5. Advanced usage

[IN PROGRESS]

Overview

To train reMap, the main input data consists of i) EC number indices ("biocyc205_tier23_9255_X.pkl") and ii) pathway indices ("biocyc205_tier23_9255_y.pkl"). The remaining files can be generated through the flag preprocessing.

Note: Make sure to put the source code reMap/ (see Installing reMap) into the same directory as explained in the Download files section. Additionally, create a log/ and result/ folders (if you have not already created one during pathway prediction) in the same reMap_materials/ directory.

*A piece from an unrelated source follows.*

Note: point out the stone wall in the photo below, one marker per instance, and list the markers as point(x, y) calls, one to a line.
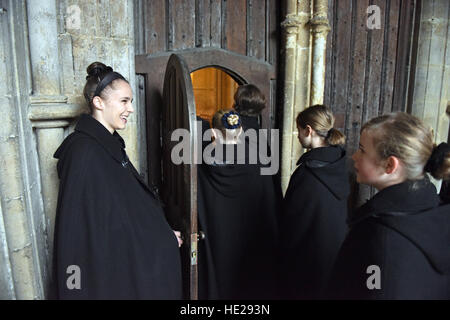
point(45, 48)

The final structure should look like this:

reMap_materials/
	├── model/
        │       └── ...
	├── dataset/
        │       └── ...
	├── result/
        │       └── ...
	├── log/
        │       └── ...
	└── reMap/
                └── ...

For all experiments, using a terminal (On Linux and macOS) or an Anaconda command prompt (On Windows), navigate to the src/ folder in the reMap/ directory and then run the commands as shown in the Examples section of Preprocessing and Training .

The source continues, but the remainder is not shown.